One horse I was surprised to see in this field is Unbridled’s Note.  He has only run two races longer than sprint distances, and neither of them went well for him.  He has proven himself to be a pretty good sprinter, but I don’t like him much past 6 1/2 furlongs.

Tampa Bay Downs: Lambholm South Tampa Bay Stakes (GIII, 1 1/16mi on the turf)

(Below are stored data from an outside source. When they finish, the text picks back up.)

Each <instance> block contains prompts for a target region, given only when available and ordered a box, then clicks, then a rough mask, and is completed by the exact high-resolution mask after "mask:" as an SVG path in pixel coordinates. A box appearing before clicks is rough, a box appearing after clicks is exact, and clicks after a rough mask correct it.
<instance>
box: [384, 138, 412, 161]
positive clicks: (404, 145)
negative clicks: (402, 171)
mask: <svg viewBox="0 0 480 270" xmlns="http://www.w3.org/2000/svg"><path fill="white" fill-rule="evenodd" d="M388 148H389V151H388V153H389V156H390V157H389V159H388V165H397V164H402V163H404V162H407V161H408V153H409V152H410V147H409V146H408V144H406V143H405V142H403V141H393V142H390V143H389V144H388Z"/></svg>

This is a tough one because the weather around Tampa has been bad.  Races were taken off the turf today, and I don’t know yet whether they’re pulling them off tomorrow as well, or whether they’ll be run on less-than-firm turf.  If it’s less than firm turf, there is some interesting information, since several of these horses ran last out in the El Prado, a race run over yielding turf at Tampa Bay Downs.  The only one who handled it particularly well was Salto, who finished 2nd by a head.  Philly Ace, though fourth beaten 5 1/2 in that El Prado, did win a race on yielding turf earlier in his career.  Really, no matter what the condition of the track, both Salto and Philly Ace are legitimate contenders in this race.  The only ones in the race who really like to get up to the front early are Salto and Mellow Fellow; Salto is just a faster horse than Mellow Fellow.  Philly Ace was on layoff from November 2012 to December 2013; the El Prado was his first start back.  If he can return near the form he had pre-layoff, he’s a threat from off the pace.  Seal Cove could be solid as a closing horse, if Salto has anyone trying to run with him on the lead.  He is a bit of a question mark, as he has been on lay since July, but he has been a regular on the Payson Park worktab, and seems ready for a return.

If the race is washed out to dirt, Looking Cool could be interesting.  He has raced most of his career on dirt:  three of his four career wins are on dirt, and two of those three are at this 1 1/16 mile distance.  This experience will come in handy if races are washed off of the turf tomorrow.  He may be a threat if the turf is decent, especially since Julian Leparoux (the jockey from his one turf win) has the mount again, but if the turf isn’t good, he was beaten so badly in the El Prado last out that he’s not a likely contender.

That’s all for Saturday.  Good luck!